Phantasy Star Online Episode I & II's audio and visual elements are very good. The Dreamcast version's graphics have seen some improvements, mostly in the form of enhancements to already existing effects and the addition of some new lighting and particle effects. The characters models look good, and they animate well, although there hasn't been a tremendous leap in their poly count. The environments from the original PSO feature new touches such as more animated-textures and more lighting effects. However, the new environments in Episode II look quite a bit better, featuring some graphically optimized elements such as transparencies and some very cool warping effects for spells and enemies that can cloak themselves. The bosses we've seen so far are all suitably impressive, although they're similar to the bosses from Episode I. In terms of audio, the game has definitely been improved, as the positional audio is now more apparent and the ambient sound elements are now much more prominent.
PSO's online experience is as solid as its presentation. We had a chance to try out the game using the GameCube's broadband adapter and found the experience to be a good one. The original game performed quite well over the DC modem, although there were the occasional hitches. The setup is pretty straightforward--you just enter your ISP and CD key info, and you're off.

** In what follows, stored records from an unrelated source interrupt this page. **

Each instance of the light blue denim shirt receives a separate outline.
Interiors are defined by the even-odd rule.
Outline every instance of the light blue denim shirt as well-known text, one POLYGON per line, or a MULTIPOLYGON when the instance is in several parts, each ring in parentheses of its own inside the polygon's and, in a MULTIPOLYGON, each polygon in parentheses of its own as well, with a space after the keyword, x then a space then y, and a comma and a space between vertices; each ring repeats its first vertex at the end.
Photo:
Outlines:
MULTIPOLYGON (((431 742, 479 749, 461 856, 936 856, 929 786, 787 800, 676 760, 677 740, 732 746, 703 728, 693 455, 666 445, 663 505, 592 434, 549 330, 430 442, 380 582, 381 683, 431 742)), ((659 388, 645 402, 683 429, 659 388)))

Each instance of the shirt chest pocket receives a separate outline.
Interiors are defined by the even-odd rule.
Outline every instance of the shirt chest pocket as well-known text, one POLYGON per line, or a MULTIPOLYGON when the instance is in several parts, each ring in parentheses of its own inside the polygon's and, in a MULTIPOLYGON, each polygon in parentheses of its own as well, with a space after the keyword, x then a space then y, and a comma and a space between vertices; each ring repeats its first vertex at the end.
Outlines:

The lobby is a completely new open area, though it features the same counters that you used to start your online adventure in the previous game. You'll be able to configure your game to your liking, such as leaving it open for anyone to join or protecting it with a password and choosing which episode you'll be playing in.
In addition to the online game, Phantasy Star Online Episode I & II will allow for connectivity between the Game Boy Advance and the GameCube by offering downloadable content that you can transfer to the GBA. For example, you'll be able to find a special chao in the game that you'll be able to put on your GBA and upload into the chao gardens found in Sonic Advance and Sonic Adventure 2 Battle. One of the coolest elements for fans is likely to be the downloadable Nights game you'll be able to find on a specific quest.
Judging from what we've seen so far, Phantasy Star Online Episode I & II is shaping up nicely. Its graphics and gameplay are as solid as ever, and the game's online performance is good. With its broad selection of content and gameplay, the game is a strong entry in the GameCube software library and a solid step online for the GameCube. Phantasy Star Online Episode I & II is currently slated to ship later this month.